In Austin, I focused on becoming the person I wanted to be, shaking the stale feeling Philly left me with. Since Brisbane, I’ve slipped into this person without much of a thought. I go to gigs and play at acro meetups and wander through art galleries without feeling like I have anything to prove to anyone. That’s a good feeling, to say the least.
In the end, I have no attachments to any other cities and could realistically spend the rest of my year-long visa in Brisbane. I could. That’s my decision. Adult. Live my best life. All that jazz. I’m flying back to the Gold Coast anyway for Bluesfest. I know yoga teachers here. I’ve taught classes here without a proper job. I write my own story, or whatever.

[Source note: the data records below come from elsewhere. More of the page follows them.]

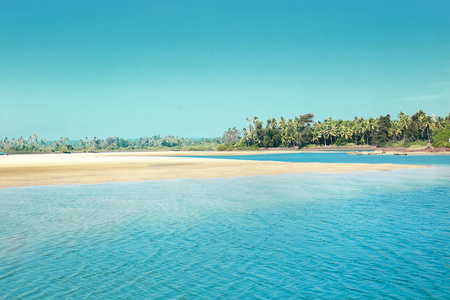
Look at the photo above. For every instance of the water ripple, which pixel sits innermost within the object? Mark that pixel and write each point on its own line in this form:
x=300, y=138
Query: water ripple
x=374, y=235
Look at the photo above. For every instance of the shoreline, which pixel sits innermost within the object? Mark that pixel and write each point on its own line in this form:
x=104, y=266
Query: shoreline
x=93, y=168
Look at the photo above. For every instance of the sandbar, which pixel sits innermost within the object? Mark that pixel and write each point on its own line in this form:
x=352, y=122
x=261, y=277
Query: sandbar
x=94, y=168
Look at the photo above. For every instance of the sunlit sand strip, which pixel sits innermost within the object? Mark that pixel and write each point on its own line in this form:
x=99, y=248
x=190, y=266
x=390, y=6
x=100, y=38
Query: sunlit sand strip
x=57, y=169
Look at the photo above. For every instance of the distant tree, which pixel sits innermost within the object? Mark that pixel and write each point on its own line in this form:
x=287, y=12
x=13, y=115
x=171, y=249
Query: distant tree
x=122, y=143
x=441, y=137
x=381, y=136
x=231, y=136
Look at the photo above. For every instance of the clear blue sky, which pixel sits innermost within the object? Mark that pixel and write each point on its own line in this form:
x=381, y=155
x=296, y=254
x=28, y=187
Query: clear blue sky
x=194, y=68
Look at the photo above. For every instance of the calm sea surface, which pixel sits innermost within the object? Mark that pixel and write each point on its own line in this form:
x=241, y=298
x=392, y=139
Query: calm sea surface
x=358, y=235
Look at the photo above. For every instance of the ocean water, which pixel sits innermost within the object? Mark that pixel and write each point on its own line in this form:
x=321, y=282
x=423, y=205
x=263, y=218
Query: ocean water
x=342, y=236
x=341, y=157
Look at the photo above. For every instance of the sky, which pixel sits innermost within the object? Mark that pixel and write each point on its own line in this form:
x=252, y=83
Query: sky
x=195, y=68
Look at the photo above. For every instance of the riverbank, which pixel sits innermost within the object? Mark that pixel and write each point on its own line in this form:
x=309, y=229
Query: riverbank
x=93, y=168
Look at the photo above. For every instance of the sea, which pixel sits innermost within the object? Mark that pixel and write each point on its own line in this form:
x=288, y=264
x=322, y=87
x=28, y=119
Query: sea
x=361, y=235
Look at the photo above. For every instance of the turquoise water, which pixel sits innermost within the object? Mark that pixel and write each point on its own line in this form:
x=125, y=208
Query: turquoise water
x=358, y=235
x=344, y=158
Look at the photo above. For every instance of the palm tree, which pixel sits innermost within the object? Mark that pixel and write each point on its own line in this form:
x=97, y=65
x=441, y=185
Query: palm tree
x=35, y=139
x=428, y=124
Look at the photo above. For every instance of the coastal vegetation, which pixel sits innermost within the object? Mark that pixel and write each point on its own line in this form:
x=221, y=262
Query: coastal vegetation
x=417, y=131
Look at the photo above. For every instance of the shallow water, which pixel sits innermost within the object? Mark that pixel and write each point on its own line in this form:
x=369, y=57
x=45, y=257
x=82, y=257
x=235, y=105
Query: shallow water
x=358, y=235
x=341, y=157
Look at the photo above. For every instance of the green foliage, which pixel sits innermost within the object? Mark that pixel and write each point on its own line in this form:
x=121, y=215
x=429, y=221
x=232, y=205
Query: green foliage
x=381, y=136
x=231, y=136
x=221, y=147
x=66, y=148
x=341, y=142
x=441, y=137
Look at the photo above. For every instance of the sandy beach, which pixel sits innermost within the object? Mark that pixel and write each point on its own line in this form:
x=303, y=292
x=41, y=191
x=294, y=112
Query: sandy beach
x=92, y=168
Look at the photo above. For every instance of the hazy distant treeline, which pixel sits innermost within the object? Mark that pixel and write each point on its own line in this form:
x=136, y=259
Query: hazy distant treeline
x=33, y=144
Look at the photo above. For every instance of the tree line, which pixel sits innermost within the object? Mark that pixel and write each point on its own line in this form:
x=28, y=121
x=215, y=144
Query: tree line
x=298, y=132
x=303, y=131
x=114, y=143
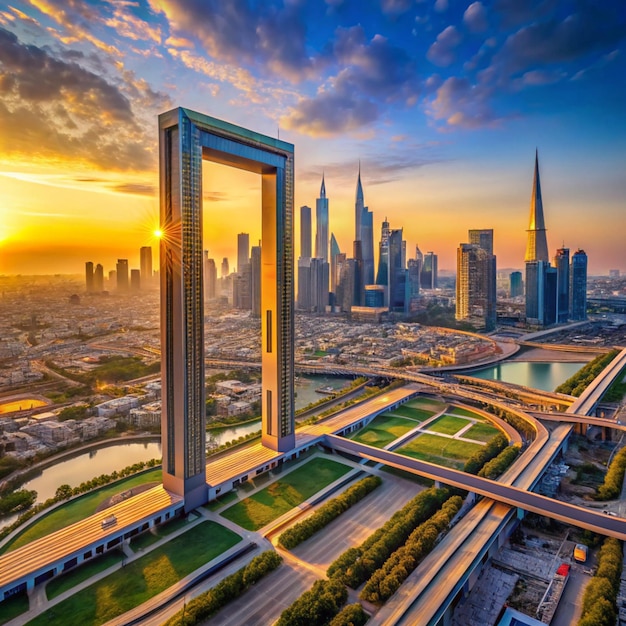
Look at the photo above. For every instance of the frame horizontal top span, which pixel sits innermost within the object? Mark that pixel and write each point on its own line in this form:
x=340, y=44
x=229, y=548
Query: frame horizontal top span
x=225, y=129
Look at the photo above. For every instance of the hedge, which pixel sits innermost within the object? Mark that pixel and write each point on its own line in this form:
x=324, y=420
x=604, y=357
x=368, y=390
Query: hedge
x=501, y=463
x=600, y=598
x=230, y=588
x=611, y=488
x=356, y=565
x=327, y=513
x=386, y=580
x=317, y=606
x=489, y=451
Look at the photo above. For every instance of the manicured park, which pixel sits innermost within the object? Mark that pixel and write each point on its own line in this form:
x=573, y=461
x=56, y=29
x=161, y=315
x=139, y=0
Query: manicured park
x=440, y=450
x=78, y=509
x=282, y=495
x=142, y=579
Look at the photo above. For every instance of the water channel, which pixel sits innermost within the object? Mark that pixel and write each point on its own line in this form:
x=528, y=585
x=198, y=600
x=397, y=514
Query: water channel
x=84, y=466
x=73, y=471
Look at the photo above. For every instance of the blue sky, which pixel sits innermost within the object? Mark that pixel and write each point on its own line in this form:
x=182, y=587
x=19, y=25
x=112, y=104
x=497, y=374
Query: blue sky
x=443, y=103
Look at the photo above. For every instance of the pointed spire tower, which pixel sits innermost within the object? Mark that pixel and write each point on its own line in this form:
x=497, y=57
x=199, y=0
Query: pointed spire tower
x=358, y=206
x=537, y=245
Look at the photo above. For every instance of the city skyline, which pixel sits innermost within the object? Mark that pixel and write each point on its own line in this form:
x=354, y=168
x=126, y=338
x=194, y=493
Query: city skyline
x=442, y=105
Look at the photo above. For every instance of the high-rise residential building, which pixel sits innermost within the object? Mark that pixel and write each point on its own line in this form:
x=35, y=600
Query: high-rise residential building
x=516, y=285
x=428, y=276
x=364, y=233
x=476, y=279
x=321, y=224
x=334, y=253
x=243, y=251
x=98, y=279
x=255, y=280
x=397, y=282
x=145, y=264
x=304, y=284
x=561, y=263
x=367, y=246
x=578, y=286
x=121, y=272
x=535, y=292
x=135, y=280
x=414, y=268
x=89, y=281
x=319, y=285
x=382, y=275
x=537, y=243
x=483, y=238
x=210, y=278
x=185, y=139
x=305, y=232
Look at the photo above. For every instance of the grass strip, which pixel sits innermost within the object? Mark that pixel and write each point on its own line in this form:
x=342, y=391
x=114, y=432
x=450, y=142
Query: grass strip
x=328, y=512
x=74, y=577
x=282, y=495
x=230, y=588
x=76, y=510
x=142, y=579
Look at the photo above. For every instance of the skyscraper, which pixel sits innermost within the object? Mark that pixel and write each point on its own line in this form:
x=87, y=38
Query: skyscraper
x=135, y=280
x=305, y=232
x=397, y=281
x=89, y=276
x=185, y=139
x=334, y=253
x=561, y=263
x=145, y=264
x=429, y=271
x=98, y=279
x=537, y=244
x=383, y=255
x=210, y=278
x=578, y=286
x=255, y=280
x=121, y=269
x=364, y=233
x=243, y=251
x=321, y=224
x=476, y=279
x=516, y=286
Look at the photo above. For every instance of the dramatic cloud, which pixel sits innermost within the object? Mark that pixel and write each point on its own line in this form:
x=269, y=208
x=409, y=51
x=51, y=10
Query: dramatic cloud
x=443, y=51
x=374, y=73
x=261, y=35
x=475, y=17
x=460, y=103
x=56, y=110
x=553, y=41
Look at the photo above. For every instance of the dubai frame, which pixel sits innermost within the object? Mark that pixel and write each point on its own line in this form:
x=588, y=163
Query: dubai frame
x=186, y=138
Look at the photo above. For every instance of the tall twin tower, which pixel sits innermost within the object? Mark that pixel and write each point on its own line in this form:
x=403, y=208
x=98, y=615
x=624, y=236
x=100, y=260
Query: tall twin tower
x=316, y=274
x=554, y=293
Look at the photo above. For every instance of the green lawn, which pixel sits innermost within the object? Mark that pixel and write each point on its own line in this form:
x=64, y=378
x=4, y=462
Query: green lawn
x=482, y=432
x=383, y=430
x=419, y=415
x=142, y=579
x=457, y=410
x=221, y=501
x=447, y=425
x=78, y=509
x=98, y=564
x=11, y=608
x=281, y=496
x=440, y=450
x=427, y=404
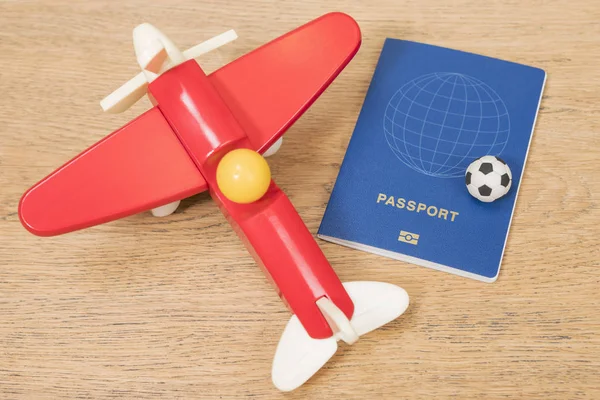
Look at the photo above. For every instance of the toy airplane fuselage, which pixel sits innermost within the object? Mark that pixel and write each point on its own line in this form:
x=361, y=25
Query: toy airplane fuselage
x=174, y=150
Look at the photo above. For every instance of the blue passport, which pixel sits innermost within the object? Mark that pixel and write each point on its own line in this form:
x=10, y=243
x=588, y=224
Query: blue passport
x=429, y=113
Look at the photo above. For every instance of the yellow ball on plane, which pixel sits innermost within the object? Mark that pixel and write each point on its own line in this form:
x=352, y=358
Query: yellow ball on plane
x=243, y=176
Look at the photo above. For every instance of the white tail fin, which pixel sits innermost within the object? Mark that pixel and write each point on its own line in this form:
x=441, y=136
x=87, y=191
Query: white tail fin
x=298, y=356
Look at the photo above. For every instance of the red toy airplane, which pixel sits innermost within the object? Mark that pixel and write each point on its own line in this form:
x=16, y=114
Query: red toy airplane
x=207, y=133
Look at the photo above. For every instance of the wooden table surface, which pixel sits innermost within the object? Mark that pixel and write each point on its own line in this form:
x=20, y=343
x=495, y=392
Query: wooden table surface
x=175, y=308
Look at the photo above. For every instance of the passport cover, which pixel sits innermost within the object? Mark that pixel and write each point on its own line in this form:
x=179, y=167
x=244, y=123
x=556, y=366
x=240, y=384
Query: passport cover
x=428, y=113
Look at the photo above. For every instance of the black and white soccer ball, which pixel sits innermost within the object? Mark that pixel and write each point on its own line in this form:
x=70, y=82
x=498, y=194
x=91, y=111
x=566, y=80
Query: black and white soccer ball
x=488, y=178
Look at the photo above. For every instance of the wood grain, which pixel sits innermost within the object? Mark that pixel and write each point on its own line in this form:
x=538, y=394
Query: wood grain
x=175, y=308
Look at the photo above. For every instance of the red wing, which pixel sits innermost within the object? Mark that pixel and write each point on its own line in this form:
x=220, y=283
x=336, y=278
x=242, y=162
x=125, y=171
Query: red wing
x=269, y=88
x=138, y=167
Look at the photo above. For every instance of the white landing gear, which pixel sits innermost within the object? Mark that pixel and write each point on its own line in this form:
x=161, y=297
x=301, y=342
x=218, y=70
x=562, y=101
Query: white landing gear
x=298, y=356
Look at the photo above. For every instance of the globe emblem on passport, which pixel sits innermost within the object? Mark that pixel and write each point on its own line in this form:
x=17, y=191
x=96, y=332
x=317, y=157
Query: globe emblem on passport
x=439, y=123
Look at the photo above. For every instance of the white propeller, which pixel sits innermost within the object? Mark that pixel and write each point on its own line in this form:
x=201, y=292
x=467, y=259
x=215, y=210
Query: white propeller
x=156, y=54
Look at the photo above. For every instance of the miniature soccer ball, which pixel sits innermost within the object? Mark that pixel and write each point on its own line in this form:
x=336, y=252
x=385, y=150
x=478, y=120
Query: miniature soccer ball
x=488, y=178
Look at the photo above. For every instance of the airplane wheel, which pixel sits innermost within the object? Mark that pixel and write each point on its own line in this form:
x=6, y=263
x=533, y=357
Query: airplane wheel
x=165, y=210
x=274, y=148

And yet I hear myself rambling on about Brisbane and how I ultimately control my life, I want to shake myself. What am I saying? There’s no way this plan is what I want in the long run.
I haven’t seen what Australia has to offer outside of Brisbane and one day at the Gold Coast. People have told me that I’d love Melbourne for a reason. In Europe, I fell in love with cities after being there for two days and replaced that love with each new destination. There will be work, work friends, gigs, and acro yogis in Melbourne. I can fall into another dream, letting my time limits push any long-term pressures off a cliff. And there’s no saying how my road trip in New Zealand will affect any of this.
So what do I do? Where should I plan to live when I get back from New Zealand?
Staying in the Present
The full-stop reality of my current situation is that as much as I hate leaving my plan hanging by a thread, I can’t make any decisions today. I haven’t applied for any jobs in Melbourne. I haven’t set foot in Melbourne. All of my Brisbane friends are within arm’s reach, and time hasn’t passed to show me where these relationships will go if I make Brisbane my home for an extra few months. Two months in New Zealand could change everything. Two minutes in Melbourne could change everything.
As I was preparing to leave Austin, a city I grew to adore with friends that I miss terribly, I told myself, “If I don’t leave now, I’ll be saying ‘what if’ for the rest of my life.” I find myself saying the same thing as I hype myself up for New Zealand and rewatch season 3 of Real Housewives of Melbourne (as if I am going to live a life even close to Gina Liano’s.)
I can go back to Austin if I want to, but just not now. I can go back to Brisbane after New Zealand if I want to, but just not now.
The present moment is all I can cling to, and I’m going to spend that moment here, making plans for the upcoming week and relaxing after work.